15. Hij prijst zich gelukkig dat er in alle samenstellingen van de Raad goed gewerkt wordt aan de versterking van terrorismebestrijding en dat een en ander reeds hun eerste vruchten heeft afgeworpen. De conclusies van de buitengewone informele Raad van 21 september 2001 sorteren in alle opzichten effect. De Raad wees met name op de volgende resultaten:


- de maatregelen die, met name uit hoofde van resolutie 1373 van de Veiligheidsraad van de Verenigde Naties, reeds zijn genomen om de financieringsbronnen van terrorisme aan te pakken, zoals het politiek akkoord over de anti-witwasrichtlijn, de volledige toepassing van de FATF-maatregelen en de bevriezing van tegoeden van personen en organisaties die banden hebben met de Taliban;


- de lopende werkzaamheden in verband met de opstelling van een lijst van terroristische organisaties en de waardevolle bijdrage van de inlichtingendiensten in dezen; de Raad is van mening dat het voor het welslagen van de strijd tegen het terrrorisme van essentieel belang is dat deze diensten regelmatig bijeenkomen; de Raad heeft zijn goedkeuring gehecht aan een stelsel van indicatoren voor de evaluatie van het engagement en de samenwerking van derde landen op het stuk van terrorismebestrijding;


- de reeds geboekte vooruitgang bij de bespreking van de Commissievoorstellen voor een Europees arrestatiebevel en de strafbaarstelling van terrorisme, alsmede de vaststelling van een gecoördineerd standpunt van de EU in het kader van de sluiting van een alomvattend verdrag van de VN inzake internationeel terrorisme; de Raad wenst dat tegelijkertijd studie wordt gemaakt van alle mogelijke maatregelen ter vergemakkelijking van de wederzijdse rechtshulp ten aanzien van derde landen bij de vervolging van terroristen of terroristische organisaties;


- de talrijke contacten met de VS, in het bijzonder de komende ontmoeting van de trojka op operationeel niveau op 19 oktober aanstaande in Washington, met vertegenwoordigers van de Task Force Politie, de anti-terrorismegroep van Europol, Eurojust en de inlichtingendiensten.

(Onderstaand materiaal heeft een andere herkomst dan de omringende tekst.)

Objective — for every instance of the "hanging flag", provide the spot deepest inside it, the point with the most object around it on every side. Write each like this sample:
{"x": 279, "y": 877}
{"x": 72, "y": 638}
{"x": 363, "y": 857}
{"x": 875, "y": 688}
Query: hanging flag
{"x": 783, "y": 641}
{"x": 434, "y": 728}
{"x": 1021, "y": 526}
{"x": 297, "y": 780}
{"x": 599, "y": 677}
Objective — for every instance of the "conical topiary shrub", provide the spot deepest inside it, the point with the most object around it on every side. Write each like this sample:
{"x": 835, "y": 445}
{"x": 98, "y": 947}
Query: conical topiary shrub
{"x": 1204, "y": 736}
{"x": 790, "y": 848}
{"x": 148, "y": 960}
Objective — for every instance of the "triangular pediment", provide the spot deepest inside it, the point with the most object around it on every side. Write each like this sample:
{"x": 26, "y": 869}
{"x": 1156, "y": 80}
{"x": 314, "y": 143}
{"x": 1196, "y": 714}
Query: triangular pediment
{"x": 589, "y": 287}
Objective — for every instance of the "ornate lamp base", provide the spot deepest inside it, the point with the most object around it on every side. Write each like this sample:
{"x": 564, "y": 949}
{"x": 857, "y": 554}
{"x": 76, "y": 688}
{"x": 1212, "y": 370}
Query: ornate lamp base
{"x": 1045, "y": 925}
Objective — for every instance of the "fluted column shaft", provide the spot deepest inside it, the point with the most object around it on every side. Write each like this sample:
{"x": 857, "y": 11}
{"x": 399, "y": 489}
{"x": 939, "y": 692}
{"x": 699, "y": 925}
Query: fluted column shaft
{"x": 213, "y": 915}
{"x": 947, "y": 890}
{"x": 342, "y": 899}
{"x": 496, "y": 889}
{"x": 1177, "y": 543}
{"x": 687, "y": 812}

16. De Raad heeft gunstig gereageerd op het door het voorzitterschap ingediende draaiboek waarin alle initiatieven en werkzaamheden van de Raad worden opgesomd en waarin tevens de voor de uitvoering verantwoordelijke functionarissen de termijnen en de geboekte vooruitgang zijn vermeld. De Raad heeft de wens uitgesproken dat het draaiboek op gezette tijden wordt bijgewerkt op het niveau van het Comité van permanente vertegenwoordigers. De Raad is van mening dat het hier een essentieel instrument betreft om de in alle Raadsformaties behaalde resultaten te meten. Aan de hand van het opnieuw bijgewerkte draaiboek kan de Raad namelijk tijdens een volgende zitting de latere vooruitgang bespreken.


17. De Raad heeft het Comité van permanente vertegenwoordigers opgedragen erop toe te zien dat de Unie krachtens resolutie 1373 van de Veiligheidsraad verslag uitbrengt van de maatregelen die zij heeft genomen om deze resolutie te implementeren.